Though custom and respect kept her silent, Angélique's frank and straightforward nature must have felt bitterly ashamed as well as angry at the way her father had tried to trick her, and she seems on the whole to have been rather glad to return to her abbey. The nuns were delighted to have her back again, and as she remained very delicate all through the winter, she was a great deal indoors, too tired to do anything but rest, and read now and then a little book of meditations, which one of the sisters had given her.
Just at this time an event happened which turned the whole course of Angélique's life.

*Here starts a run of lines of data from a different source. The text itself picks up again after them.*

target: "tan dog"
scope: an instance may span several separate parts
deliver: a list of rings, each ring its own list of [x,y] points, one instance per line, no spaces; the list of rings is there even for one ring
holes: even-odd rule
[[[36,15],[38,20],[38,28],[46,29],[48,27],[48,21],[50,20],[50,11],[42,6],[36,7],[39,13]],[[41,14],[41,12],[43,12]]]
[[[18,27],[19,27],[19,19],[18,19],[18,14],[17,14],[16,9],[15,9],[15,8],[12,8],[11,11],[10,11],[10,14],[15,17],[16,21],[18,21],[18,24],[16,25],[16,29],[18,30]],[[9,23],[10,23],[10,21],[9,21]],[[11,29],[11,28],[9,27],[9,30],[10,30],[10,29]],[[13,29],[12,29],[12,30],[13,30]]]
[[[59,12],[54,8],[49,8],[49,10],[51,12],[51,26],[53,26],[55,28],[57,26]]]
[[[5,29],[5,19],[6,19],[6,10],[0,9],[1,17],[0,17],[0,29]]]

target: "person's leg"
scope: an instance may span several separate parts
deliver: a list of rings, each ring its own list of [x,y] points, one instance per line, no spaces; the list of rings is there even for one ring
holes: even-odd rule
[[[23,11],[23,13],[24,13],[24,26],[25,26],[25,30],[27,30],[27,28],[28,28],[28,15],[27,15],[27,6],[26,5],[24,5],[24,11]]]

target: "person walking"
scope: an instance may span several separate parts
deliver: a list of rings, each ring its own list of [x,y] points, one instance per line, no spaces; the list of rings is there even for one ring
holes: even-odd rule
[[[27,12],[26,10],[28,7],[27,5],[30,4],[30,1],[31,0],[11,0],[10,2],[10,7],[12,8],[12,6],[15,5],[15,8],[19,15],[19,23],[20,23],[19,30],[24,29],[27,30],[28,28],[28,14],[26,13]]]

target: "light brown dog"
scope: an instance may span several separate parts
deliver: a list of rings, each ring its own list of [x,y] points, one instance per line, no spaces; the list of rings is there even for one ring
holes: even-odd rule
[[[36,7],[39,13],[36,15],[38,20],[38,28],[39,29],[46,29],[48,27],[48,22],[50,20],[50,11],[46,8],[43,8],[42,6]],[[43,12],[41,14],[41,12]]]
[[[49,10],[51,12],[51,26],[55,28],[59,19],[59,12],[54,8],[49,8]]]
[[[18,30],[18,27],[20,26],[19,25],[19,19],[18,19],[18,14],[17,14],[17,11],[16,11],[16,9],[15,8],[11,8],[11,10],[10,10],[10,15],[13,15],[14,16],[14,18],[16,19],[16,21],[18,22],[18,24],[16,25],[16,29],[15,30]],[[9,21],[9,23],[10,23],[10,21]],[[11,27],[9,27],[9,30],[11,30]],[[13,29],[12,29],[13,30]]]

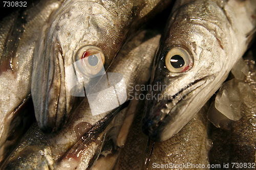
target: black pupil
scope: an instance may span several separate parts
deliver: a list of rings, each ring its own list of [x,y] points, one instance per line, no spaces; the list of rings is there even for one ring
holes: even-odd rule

A Capuchin monk, father Basil by name, stopped at Port Royal one evening, and asked the abbess's leave to preach. At first she refused, saying it was too late; then she changed her mind, for she was fond of hearing sermons, which, even if they were bad, generally gave her something to think of. There does not seem to have been anything very striking about this one, but when it was ended 'I found myself,' says Angélique, 'happier to know myself a nun than before I had felt wretched at being one, and that there was nothing in the whole world that I would not do for God.'
Now Angélique's inward struggles took a different turn; she no longer desired to be free of her vows, but rather to carry them out to the utmost of her power, and to persuade her nuns to do so likewise. For some time she met with little encouragement. Another friar of the order of the Capuchins, to whom she opened her heart when he came to preach on Whit Sunday, was a man of no sense or tact, and urged such severe and instant reforms that the poor nuns were quite frightened. Then the prioress, whom Angélique also consulted, told her that she was not well, and excited, and that in three months' time she would think quite differently; all of which would have been true of a great many people, but was a mistake as regarded Angélique. Thus disappointed in both her counsellors, the abbess longed to resign her post, and to become a simple nun in some distant convent; but she dared not disobey her newly awakened conscience, which told her to stay where she was and do her work.